There is a lot of negativity in the air at the moment, and Citi’s current predictions that a global recession is about to commence are adding to this pessimism. They believe that one central problem and causes of this global recession will be because of China as ‘the long-standing fragilities in the world economy relate to the structural and cyclical slowdowns in China and its unsustainable exchange rate regime’ explains Bloomberg. In contrast however, these predictions contradict those presented this week by the Telegraph whose headline suggests that China will remain at the forefront of global economic growth. The paper argues that the slowdown in China is because of changes in growth rather than in actual decline: ‘The change in the pace of growth is as much by design as by accident. China’s policymakers made a deliberate decision a few years ago, to move the economy away from an investment-led, export-driven model towards one in which domestic consumption plays the dominant role. The country’s leaders want growth that is sustainable.’ Nonetheless, the Telegraph does recognise that there are a few problems but suggests that China has a greater ability, unlike any other country in the world, to come up with various policies to help rectify situation, it states that ‘the country’s leaders want growth that is sustainable.’ Let’s hope this optimistic outlook remains positive and that the predictions for 2016’s economic outlook do not need to be revised again.

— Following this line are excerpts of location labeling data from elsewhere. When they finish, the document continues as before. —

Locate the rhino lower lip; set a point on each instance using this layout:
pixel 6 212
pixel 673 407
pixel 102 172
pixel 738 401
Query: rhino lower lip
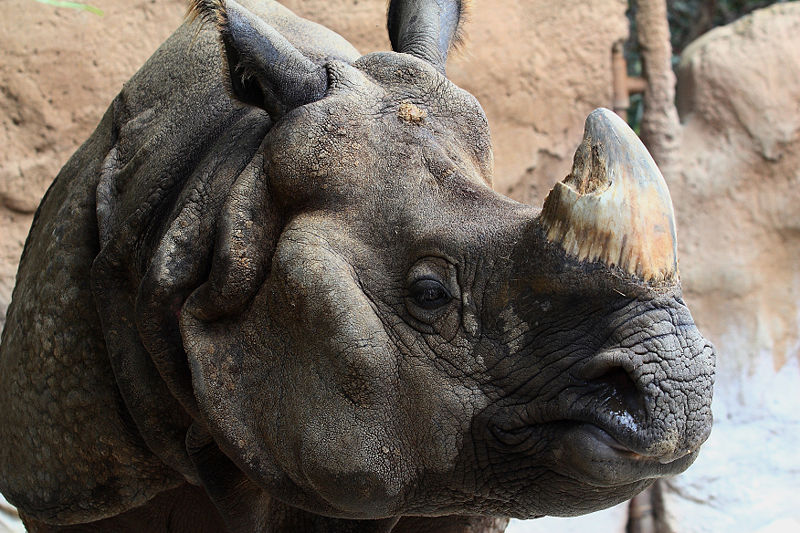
pixel 591 455
pixel 594 457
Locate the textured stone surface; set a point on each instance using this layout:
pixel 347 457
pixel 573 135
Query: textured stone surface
pixel 736 199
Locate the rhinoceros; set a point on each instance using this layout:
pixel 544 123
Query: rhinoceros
pixel 275 291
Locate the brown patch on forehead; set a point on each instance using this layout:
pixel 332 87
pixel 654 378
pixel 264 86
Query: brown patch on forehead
pixel 410 113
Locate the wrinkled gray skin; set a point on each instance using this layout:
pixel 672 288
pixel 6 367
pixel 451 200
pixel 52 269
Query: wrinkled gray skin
pixel 225 315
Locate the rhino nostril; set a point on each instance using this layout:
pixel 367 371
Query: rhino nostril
pixel 619 393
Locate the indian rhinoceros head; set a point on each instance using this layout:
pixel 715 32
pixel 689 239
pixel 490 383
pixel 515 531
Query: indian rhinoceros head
pixel 312 295
pixel 382 333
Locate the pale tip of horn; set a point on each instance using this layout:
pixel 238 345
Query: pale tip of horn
pixel 614 207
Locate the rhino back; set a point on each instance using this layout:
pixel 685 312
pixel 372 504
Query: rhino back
pixel 78 439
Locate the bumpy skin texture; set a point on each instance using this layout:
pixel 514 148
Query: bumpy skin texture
pixel 319 316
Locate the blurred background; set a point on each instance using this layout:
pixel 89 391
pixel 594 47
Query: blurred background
pixel 713 88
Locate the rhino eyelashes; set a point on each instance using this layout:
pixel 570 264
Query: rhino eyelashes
pixel 429 294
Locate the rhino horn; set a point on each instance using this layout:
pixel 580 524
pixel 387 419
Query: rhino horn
pixel 614 207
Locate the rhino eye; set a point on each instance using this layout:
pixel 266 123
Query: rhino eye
pixel 429 294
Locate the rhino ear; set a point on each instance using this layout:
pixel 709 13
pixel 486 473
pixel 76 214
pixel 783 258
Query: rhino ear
pixel 265 69
pixel 426 29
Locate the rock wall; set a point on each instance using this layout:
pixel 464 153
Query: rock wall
pixel 737 200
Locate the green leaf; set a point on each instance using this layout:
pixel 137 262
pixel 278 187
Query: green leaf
pixel 73 5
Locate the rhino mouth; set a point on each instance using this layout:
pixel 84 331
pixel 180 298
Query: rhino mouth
pixel 587 452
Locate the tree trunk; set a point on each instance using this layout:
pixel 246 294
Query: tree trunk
pixel 660 130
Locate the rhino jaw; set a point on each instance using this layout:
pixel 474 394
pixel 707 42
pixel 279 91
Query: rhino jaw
pixel 614 207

As with the global economic outlook, the negativity within the oil sector remains unchanged, with an abundance of threats present to the market. Bloomberg predicts that electric cars are going to cause the new oil crisis as it explains that the falling price of batteries will lead to an increase in alternative sources to oil for example the need for oil for cars will be replaced with electricity. Bloomberg goes onto stress that this will cause great trouble for oil producers who are arguably underprepared for these changes to the market and the threat of competition. This pressure will also be added to by the falling prices of electrical cars which currently are unaffordable to the everyday consumer. Whilst this would lead to a decline in global emissions, would a further decline in oil could be devastating for economies worldwide? It would appear that way for the Arab states who face $94 billion of debt following the oil slump in addition to businesses worldwide including Italian manufacturers.